Uma transportadora de Feira de Santana deverá indenizar uma auxiliar operacional que não tinha sua identidade de gênero respeitada no ambiente de trabalho. A 5ª Turma do Tribunal Regional do Trabalho da Bahia (TRT-BA) confirmou a condenação e fixou o valor da indenização em R$ 10 mil. Da decisão cabe recurso.
Práticas transfóbicas
A auxiliar afirma que, durante o período em que trabalhou na transportadora, foi alvo de condutas discriminatórias e humilhantes por causa de sua identidade de gênero. A trabalhadora é uma mulher trans. Segundo relata, mesmo após solicitações formais ao setor de Recursos Humanos e aos supervisores para que fosse respeitado seu nome social, continuou sendo identificada pelo “nome morto”, inclusive nos registros eletrônicos de ponto, no plano de saúde e em comunicações internas. “Nome morto” é o termo usado para se referir ao nome de registro civil de uma pessoa trans.
A auxiliar também afirma que superiores hierárquicos faziam insinuações e “piadas” de cunho sexista, como “Deixe ele, ele está descansado”, comentário feito quando ela retornou de férias. Relata ainda que, mesmo após reclamações, nenhuma medida eficaz foi adotada. A empresa negou as condutas discriminatórias, mas testemunhas confirmaram a versão da trabalhadora. Uma delas relatou ter presenciado o uso do nome morto no ponto eletrônico. Outra afirmou que, além do desrespeito ao nome social, o chefe se referiu à auxiliar no masculino durante uma reunião. Também citou piadas internas de empregados que tratavam a trabalhadora como homem, e não como mulher.
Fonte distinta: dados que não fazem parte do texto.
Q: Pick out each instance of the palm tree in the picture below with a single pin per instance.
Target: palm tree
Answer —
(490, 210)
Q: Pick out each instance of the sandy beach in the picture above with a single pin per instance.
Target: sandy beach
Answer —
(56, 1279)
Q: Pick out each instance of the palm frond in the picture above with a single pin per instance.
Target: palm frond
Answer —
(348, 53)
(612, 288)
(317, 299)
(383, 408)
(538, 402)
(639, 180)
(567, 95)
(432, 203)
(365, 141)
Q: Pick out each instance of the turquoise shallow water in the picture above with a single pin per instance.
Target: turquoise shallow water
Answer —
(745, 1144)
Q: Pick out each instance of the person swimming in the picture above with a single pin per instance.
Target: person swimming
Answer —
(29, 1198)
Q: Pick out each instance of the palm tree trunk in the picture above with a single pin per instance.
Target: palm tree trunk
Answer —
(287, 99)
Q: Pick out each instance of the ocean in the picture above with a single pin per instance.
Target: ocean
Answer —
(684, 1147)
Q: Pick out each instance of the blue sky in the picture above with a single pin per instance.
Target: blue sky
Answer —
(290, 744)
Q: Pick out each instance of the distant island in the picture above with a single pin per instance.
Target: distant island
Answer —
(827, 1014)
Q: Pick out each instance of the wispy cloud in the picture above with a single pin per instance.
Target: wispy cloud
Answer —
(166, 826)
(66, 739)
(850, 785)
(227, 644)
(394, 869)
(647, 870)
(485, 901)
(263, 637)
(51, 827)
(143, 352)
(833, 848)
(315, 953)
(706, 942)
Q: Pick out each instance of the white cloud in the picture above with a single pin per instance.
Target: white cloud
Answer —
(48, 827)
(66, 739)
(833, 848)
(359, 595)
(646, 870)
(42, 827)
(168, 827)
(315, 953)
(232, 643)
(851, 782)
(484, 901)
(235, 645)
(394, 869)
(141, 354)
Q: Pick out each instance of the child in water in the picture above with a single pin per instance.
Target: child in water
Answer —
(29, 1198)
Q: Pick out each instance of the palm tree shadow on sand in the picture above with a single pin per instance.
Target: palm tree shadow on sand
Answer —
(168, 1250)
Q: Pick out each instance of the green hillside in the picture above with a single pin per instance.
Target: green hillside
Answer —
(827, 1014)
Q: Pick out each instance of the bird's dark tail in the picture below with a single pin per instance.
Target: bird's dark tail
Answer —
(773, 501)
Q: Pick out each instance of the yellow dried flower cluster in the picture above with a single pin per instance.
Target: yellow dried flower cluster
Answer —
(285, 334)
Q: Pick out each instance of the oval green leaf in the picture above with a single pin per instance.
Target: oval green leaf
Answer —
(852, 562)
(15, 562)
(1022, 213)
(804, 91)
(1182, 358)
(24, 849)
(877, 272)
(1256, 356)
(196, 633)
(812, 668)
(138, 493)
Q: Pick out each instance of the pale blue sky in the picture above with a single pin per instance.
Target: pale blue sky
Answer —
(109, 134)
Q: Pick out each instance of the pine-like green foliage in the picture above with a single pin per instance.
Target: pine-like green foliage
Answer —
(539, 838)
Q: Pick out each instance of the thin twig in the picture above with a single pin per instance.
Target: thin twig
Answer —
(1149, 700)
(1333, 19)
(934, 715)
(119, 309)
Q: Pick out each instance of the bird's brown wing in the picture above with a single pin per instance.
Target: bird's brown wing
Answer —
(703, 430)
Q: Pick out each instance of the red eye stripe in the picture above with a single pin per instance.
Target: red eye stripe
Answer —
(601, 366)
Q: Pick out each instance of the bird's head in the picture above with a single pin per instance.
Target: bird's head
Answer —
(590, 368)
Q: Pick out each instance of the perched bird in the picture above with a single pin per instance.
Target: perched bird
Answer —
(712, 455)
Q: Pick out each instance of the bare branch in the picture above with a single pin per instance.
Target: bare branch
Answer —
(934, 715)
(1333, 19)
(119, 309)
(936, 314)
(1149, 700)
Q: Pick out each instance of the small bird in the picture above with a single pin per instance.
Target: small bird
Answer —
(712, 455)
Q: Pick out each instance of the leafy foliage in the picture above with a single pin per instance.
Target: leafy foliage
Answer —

O caso foi analisado pela juíza Nadva Nascimento, da 1ª Vara do Trabalho de Feira de Santana. A magistrada afirmou que garantir condições dignas e inclusivas para grupos vulneráveis exige conscientização da equipe, revisão de protocolos internos e adaptação dos sistemas. Destacou ainda que essa construção vai além da simples contratação de uma pessoa trans. “A capacitação do corpo funcional sobre diversidade de gênero, o uso correto do nome social, o respeito à identidade de gênero e o enfrentamento da transfobia no ambiente de trabalho são medidas indispensáveis”, registrou.
A juíza explicou que a omissão da empresa se tornou ainda mais grave porque houve oportunidade de agir após as manifestações internas da trabalhadora. Durante a audiência, foi necessário impedir perguntas do advogado da empresa que insinuavam que a auxiliar seria “hipersensível” ao tratamento recebido. Para a magistrada, esse tipo de questionamento tenta transferir à vítima a responsabilidade pela lesão psíquica, como se o sofrimento fosse resultado de fragilidade pessoal e não das condutas ofensivas vivenciadas no ambiente de trabalho. A decisão condenou a transportadora ao pagamento de R$ 10 mil.
Decisão mantida
O recurso foi analisado na 5ª Turma do TRT-BA, tendo a juíza convocada Alice Braga como relatora. A magistrada destacou que a prova testemunhal demonstrou que, mesmo após o pedido para uso do nome social, a auxiliar continuou sendo identificada pelo nome de registro civil, o que classificou como grave violação à identidade de gênero.
Para a relatora, as práticas vividas revelam uma estrutura de exclusão reforçada por comentários e “piadas” de cunho transfóbico, que negavam o reconhecimento da trabalhadora enquanto mulher. O voto foi pela manutenção da condenação, acompanhado pelos desembargadores Paulino Couto e Luís Carneiro.
Processo: 0001383-22.2024.5.05.0191.